In response to Zambia’s growing debt burden and increasing calls from citizens for action, NDI supported the Consumer Unity & Trust Society (CUTS) to form the Civil Society Organization Debt Alliance. Launched in November 2020, the Debt Alliance is a collection of 42 Zambian civil society organizations from a variety of sectors that seeks to improve public debt management by advocating for increased transparency and accountability in government borrowing and greater parliamentary oversight of loan contraction.

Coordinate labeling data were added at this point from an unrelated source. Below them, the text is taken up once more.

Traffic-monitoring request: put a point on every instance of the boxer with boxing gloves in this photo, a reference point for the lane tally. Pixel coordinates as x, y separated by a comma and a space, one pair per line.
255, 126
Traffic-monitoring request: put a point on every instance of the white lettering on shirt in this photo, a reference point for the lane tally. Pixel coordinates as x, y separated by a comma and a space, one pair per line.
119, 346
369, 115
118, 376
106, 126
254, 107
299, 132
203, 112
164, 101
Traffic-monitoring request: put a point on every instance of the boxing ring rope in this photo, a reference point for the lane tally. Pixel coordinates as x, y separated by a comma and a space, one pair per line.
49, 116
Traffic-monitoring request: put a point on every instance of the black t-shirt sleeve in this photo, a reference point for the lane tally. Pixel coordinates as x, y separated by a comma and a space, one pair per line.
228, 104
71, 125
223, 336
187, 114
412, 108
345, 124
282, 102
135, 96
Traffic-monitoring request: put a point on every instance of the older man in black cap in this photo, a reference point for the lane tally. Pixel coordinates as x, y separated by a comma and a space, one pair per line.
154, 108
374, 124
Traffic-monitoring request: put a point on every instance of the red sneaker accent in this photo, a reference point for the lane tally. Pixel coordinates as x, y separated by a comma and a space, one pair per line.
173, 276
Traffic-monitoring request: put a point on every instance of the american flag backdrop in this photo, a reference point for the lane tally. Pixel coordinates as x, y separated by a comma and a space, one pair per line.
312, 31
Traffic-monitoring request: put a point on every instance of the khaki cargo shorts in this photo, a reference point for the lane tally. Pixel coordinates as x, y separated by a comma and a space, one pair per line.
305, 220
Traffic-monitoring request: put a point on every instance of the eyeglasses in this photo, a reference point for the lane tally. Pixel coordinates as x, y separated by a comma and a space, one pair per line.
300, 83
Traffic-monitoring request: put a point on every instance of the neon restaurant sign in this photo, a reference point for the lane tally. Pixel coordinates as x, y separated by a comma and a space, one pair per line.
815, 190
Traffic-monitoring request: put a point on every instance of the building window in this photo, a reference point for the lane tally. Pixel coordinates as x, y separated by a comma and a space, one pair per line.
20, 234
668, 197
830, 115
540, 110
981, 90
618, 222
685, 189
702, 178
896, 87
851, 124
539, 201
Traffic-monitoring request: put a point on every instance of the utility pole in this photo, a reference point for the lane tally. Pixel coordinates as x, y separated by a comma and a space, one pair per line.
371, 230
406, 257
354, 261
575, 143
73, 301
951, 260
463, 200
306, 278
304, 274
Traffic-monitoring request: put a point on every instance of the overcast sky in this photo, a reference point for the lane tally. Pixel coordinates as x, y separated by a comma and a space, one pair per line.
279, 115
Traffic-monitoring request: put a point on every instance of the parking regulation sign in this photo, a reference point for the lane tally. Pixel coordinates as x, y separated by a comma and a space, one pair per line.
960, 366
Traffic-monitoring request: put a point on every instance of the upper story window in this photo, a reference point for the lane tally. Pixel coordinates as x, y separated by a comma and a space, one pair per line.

The Debt Alliance took a broad approach to its advocacy efforts, tackling the debt problem from multiple angles, including through legal analysis. With technical support from NDI, the Debt Alliance conducted a legislative review of the existing Loans, Grants, and Guarantees Authorization (LGGA) Act, which guides the Zambian government’s process of managing its debt, and identified gaps and weaknesses in the legal framework. Drawing on this analysis, they developed and presented a model debt management bill to the Ministry of Justice. The model bill included recommendations for a revised legal framework to ensure greater transparency, accountability, and parliamentary oversight in debt contraction. However, through this process, the Debt Alliance realized that they faced an additional challenge to holding the government accountable: the lack of available public information about the country’s debts. To address this, NDI worked with the Debt Alliance to examine global examples of Access to Information (ATI) laws and to create a model bill based on global best practices. During this period, the Debt Alliance also mounted a successful advocacy campaign against amending the constitution to remove a requirement for parliamentary oversight on debt contraction.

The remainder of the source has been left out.